A Great Enchilada: Mia’s Tex-Mex

In 1981, Ana and Tiburcio Enriquez opened a small Tex-Mex restaurant on Lemmon Avenue. They had spent years managing El Chico locations and knew the business from the inside out. What they built at Mia’s was something different — a room that felt like family because it was family, named after their daughter, anchored by recipes that didn’t come from a corporate playbook.

Ana became Mama Mia to everyone who walked through the door. Tiburcio — Butch — ran the kitchen. He invented the brisket taco before brisket tacos were on anyone’s radar, stuffed with Monterey Jack, grilled onions, and poblano peppers, finished with a rich brisket gravy that had no right to be that good. Tom Landry ate there regularly. When the photo of Jerry Jones interviewing Jimmy Johnson for Landry’s job surfaced — taken in a booth at Mia’s — Butch quietly took it off the wall every time Landry came in. He never went to another Cowboys game after Landry was let go. That photo still hangs on the wall now. Butch is gone. The family runs it.

A kid named Mico Rodriguez grew up in this kitchen, absorbing everything. He went on to build the M Crowd restaurant group — Mi Cocina, Taco Diner, The Mercury. Half the Dallas Tex-Mex family tree runs back to that room on Lemmon Avenue one way or another.

But this is about the enchiladas, which have been on the menu since day one and haven’t needed to change.

The enchilada is, at its core, the oldest dish in Tex-Mex. Long before the cuisine had a name, indigenous cooks in the Rio Grande Valley were rolling corn tortillas around fillings and bathing them in chile sauce — a technique the Spanish documented in the 1500s, refined over centuries as Texas absorbed the cooking of northern Mexico and turned it into something that belonged entirely to this side of the border. The chili gravy that defines the Dallas-style enchilada — built on dried chiles, beef stock, cumin, garlic, and masa — is a specifically Texas invention, thick and dark and nothing like what you’d find south of the border. It is the sauce Mia’s has been using since Butch first put it on the menu over forty years ago.

The cheese enchilada with chili is the one to start with if you’ve never been. Corn tortilla, yellow cheese, that chili gravy poured over the top and finished under the broiler until the edges bubble. It is not a complicated dish. It is not trying to be. It arrives with rice and refried beans and a small bowl of bean soup that comes to every table whether you asked for it or not. Order the combination plates — the No. 7 gives you one cheese enchilada with chili, one chicken enchilada with sour cream sauce, and one soft cheese taco — and you can cover most of the menu in a single visit.

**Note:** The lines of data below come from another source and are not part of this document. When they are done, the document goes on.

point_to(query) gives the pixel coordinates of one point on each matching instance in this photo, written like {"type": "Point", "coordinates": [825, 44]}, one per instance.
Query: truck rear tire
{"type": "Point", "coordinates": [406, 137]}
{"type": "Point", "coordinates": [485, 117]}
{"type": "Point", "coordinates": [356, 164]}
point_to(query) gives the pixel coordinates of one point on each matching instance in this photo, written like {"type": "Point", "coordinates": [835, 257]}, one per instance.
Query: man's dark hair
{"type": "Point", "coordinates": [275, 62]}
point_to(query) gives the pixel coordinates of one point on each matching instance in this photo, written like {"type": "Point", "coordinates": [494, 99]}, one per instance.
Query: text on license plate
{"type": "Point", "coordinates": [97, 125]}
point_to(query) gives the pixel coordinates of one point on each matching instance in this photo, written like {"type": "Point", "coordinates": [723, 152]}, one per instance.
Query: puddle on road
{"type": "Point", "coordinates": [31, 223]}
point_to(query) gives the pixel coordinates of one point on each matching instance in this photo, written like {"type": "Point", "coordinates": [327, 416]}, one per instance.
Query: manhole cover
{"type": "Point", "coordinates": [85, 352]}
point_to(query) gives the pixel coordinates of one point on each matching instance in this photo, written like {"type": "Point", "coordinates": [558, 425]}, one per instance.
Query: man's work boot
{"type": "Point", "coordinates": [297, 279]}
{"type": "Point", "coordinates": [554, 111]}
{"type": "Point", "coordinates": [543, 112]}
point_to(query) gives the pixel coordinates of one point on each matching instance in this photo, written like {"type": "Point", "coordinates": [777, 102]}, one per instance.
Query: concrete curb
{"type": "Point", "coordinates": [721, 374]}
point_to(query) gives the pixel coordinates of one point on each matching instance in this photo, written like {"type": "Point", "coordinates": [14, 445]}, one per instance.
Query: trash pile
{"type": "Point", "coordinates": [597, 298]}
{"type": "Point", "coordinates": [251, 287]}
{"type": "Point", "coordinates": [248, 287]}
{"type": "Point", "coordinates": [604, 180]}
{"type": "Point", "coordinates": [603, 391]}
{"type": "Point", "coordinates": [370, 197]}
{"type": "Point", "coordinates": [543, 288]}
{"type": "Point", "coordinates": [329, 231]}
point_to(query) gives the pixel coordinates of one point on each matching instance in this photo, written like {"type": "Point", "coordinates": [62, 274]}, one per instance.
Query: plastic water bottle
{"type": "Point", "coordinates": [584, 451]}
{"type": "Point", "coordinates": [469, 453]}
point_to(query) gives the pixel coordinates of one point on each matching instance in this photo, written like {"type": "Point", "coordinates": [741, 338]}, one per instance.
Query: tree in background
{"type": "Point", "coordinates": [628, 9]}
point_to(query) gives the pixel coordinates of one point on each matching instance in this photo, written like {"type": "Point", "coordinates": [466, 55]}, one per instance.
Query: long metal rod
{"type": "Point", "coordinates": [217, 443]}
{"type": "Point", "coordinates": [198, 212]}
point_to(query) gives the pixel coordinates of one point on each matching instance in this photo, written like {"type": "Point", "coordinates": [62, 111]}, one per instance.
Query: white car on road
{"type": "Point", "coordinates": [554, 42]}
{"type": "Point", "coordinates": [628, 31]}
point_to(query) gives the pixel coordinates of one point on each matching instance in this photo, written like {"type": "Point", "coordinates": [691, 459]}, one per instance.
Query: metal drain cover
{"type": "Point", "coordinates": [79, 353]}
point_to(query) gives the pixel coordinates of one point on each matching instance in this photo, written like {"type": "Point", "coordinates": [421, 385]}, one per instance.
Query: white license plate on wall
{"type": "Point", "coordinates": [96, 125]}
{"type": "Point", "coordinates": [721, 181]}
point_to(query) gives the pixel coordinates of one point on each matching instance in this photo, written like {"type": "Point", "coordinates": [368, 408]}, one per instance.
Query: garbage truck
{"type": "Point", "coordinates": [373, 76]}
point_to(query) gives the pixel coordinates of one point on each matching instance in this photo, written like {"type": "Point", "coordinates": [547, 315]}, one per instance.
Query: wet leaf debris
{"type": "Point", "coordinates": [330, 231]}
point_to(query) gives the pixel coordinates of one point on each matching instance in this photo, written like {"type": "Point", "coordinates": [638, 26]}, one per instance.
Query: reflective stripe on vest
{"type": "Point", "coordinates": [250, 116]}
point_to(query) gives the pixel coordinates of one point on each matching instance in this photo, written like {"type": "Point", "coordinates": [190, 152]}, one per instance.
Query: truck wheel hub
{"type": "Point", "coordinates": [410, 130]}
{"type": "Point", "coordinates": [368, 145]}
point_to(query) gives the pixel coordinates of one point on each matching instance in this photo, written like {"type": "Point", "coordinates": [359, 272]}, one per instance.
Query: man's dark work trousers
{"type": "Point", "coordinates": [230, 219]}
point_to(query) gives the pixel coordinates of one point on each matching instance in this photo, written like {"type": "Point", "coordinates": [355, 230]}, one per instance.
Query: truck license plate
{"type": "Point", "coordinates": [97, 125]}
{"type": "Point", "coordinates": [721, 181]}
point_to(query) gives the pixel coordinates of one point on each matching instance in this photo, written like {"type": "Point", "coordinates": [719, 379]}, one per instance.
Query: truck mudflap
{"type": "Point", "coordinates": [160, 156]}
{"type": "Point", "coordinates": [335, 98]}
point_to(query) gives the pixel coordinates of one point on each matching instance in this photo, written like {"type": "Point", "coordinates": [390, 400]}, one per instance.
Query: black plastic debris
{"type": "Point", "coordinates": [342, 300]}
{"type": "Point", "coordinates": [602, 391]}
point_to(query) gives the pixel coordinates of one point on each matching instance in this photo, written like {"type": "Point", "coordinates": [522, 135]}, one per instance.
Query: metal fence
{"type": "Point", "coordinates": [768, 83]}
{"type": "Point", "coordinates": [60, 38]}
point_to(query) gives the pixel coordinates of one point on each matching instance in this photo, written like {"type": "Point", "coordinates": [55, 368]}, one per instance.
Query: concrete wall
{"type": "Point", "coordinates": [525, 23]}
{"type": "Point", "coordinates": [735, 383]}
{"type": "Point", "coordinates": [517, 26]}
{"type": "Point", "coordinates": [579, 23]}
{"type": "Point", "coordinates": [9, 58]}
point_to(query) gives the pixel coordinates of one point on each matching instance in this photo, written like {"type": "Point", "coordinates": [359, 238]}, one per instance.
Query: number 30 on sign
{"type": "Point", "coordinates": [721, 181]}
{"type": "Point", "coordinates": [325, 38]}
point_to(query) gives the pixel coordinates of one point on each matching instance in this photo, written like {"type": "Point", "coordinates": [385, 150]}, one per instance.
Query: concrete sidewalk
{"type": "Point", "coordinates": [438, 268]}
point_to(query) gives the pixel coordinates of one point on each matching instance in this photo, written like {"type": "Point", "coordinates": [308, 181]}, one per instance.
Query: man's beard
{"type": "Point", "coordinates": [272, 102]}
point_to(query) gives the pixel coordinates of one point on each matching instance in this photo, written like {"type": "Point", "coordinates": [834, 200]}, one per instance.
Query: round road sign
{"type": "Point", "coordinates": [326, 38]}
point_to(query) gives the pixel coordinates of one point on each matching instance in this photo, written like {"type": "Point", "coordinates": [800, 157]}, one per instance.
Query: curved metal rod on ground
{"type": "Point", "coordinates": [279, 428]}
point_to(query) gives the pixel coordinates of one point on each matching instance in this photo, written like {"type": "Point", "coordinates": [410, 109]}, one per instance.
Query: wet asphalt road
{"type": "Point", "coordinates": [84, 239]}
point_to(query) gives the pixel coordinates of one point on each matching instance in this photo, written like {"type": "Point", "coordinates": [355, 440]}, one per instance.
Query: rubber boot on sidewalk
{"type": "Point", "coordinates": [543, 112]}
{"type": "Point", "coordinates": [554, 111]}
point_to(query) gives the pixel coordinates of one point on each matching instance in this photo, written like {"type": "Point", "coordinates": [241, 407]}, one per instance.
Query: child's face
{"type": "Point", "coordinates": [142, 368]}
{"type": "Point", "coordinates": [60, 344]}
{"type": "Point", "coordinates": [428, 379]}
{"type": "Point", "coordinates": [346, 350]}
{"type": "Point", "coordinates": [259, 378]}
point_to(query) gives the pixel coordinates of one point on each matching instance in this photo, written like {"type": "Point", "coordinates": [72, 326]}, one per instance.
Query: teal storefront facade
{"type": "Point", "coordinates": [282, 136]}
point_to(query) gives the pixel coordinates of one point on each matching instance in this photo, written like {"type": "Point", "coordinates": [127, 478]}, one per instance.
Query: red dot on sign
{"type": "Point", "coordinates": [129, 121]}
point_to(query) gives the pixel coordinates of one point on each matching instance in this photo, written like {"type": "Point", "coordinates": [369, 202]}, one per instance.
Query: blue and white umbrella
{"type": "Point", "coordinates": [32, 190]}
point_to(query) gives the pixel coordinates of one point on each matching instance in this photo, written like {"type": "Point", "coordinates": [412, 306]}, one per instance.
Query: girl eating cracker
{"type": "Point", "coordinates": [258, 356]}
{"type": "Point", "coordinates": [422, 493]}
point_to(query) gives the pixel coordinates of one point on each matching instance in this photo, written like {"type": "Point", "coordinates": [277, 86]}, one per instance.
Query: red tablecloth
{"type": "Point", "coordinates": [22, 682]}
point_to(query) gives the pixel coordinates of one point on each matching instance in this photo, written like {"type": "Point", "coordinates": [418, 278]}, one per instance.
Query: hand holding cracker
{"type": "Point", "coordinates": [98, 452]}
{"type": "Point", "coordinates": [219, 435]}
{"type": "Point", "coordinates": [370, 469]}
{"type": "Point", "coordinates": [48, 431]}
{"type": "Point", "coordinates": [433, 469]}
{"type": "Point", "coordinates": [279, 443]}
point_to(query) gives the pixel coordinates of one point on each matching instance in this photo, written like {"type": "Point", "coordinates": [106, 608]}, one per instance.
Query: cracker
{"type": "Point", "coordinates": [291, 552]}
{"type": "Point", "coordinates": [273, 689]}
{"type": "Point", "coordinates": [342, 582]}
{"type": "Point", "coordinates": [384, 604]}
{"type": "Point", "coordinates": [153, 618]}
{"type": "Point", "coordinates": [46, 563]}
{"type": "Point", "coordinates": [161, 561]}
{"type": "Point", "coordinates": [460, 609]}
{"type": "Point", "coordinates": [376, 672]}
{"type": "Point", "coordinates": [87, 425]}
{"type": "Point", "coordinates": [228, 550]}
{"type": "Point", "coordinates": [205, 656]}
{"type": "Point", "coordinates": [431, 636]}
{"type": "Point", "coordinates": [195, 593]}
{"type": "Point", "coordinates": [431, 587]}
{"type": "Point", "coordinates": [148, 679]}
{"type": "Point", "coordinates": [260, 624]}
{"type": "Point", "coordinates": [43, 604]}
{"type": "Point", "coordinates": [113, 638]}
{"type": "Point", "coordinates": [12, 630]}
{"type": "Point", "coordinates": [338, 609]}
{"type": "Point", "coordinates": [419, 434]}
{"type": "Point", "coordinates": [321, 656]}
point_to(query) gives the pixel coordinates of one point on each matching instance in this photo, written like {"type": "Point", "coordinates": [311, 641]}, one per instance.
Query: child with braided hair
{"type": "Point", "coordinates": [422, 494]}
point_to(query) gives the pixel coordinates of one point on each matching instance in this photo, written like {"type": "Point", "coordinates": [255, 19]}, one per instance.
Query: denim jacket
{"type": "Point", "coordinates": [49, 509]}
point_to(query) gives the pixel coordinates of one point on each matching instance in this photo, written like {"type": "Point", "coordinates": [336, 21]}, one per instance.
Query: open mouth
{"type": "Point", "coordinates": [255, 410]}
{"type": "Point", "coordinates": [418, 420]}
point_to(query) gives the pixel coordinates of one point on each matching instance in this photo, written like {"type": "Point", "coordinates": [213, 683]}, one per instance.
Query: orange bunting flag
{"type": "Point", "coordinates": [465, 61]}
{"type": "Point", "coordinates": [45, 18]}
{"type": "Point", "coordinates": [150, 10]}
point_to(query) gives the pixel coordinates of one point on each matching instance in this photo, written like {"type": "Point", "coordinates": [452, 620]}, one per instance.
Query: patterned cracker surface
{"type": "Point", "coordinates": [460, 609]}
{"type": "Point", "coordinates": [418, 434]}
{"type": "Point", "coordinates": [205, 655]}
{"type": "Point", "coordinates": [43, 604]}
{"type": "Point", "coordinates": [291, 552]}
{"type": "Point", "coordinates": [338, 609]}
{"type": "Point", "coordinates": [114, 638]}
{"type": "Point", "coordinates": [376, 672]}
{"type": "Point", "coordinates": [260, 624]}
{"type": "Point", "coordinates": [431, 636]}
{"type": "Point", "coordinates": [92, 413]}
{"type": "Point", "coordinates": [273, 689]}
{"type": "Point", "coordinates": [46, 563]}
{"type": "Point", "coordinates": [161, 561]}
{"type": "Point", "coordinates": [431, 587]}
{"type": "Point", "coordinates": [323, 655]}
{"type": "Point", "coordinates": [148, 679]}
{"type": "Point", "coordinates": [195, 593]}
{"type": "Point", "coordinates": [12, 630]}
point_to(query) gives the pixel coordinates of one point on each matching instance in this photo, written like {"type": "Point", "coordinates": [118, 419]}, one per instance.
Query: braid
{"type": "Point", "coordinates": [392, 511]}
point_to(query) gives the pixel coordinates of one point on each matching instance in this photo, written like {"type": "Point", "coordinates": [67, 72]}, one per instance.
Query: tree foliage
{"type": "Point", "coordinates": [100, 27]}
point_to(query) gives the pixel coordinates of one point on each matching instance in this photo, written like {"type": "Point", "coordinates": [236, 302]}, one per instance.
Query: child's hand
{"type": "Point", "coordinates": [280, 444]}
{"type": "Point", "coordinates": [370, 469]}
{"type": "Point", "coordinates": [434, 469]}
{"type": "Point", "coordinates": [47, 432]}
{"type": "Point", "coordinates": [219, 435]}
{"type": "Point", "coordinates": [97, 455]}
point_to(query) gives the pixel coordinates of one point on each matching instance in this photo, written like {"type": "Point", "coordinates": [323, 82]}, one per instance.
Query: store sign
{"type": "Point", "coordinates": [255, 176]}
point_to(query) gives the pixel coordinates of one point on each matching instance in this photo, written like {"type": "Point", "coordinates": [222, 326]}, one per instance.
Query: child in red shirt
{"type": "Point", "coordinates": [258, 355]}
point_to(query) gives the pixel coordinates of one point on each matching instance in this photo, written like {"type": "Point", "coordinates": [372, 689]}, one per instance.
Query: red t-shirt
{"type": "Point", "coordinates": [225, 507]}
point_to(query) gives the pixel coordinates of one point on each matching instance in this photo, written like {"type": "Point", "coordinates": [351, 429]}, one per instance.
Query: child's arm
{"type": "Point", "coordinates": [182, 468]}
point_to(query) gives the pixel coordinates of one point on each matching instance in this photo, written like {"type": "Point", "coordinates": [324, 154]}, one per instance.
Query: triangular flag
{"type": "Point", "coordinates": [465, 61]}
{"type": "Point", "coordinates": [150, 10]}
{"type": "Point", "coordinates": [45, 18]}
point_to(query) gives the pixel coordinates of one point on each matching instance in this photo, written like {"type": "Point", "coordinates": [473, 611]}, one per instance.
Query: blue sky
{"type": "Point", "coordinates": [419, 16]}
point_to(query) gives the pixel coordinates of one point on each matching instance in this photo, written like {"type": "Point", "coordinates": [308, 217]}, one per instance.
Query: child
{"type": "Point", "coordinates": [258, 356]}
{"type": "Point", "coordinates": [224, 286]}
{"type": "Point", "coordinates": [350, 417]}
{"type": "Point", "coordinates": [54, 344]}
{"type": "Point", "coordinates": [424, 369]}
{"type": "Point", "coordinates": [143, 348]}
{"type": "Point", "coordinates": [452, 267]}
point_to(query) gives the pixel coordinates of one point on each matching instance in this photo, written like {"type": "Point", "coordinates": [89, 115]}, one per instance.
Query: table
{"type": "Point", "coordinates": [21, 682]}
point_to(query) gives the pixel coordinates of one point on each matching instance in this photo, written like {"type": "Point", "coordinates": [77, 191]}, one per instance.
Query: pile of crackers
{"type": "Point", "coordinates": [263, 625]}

The sour cream chicken enchiladas have what regulars call a cult following, which is the kind of phrase that usually oversells something. Here it doesn’t. Two chicken enchiladas, sour cream sauce, rice and beans. The sauce is cool against the heat of the filling and the tang of it cuts through the richness in a way that makes you want to order a second plate before you’ve finished the first.

The brisket enchiladas use the same meat that goes into the famous tacos — slow-cooked, pulled, finished in that gravy — and if you’ve been coming to Mia’s for the tacos all these years and never ordered them in enchilada form, that’s something worth correcting. The sunset enchiladas swap the chili gravy for tomatillo sauce, available with chicken or beef, and are the choice for anyone who wants brightness instead of depth. The shrimp enchiladas come with sour cream sauce and have their own following among people who don’t want red meat but aren’t willing to compromise on the rest of the experience.

Tuesday nights Mia’s makes homemade chiles rellenos, which is worth knowing and worth planning around.

The chips are hot when they arrive. The salsa is genuinely spicy, the heat varying with whatever peppers they sourced that week. The margaritas are the kind that sneak up on you. The room is loud and full most nights, valet out front, the walls covered in forty-plus years of Dallas history.

Mia’s Tex-Mex is at 4334 Lemmon Avenue in Dallas. Monday 11 a.m. to 9:30 p.m., Tuesday through Thursday 11 a.m. to 10 p.m., Friday and Saturday 11 a.m. to 10:30 p.m., Sunday 11 a.m. to 9 p.m.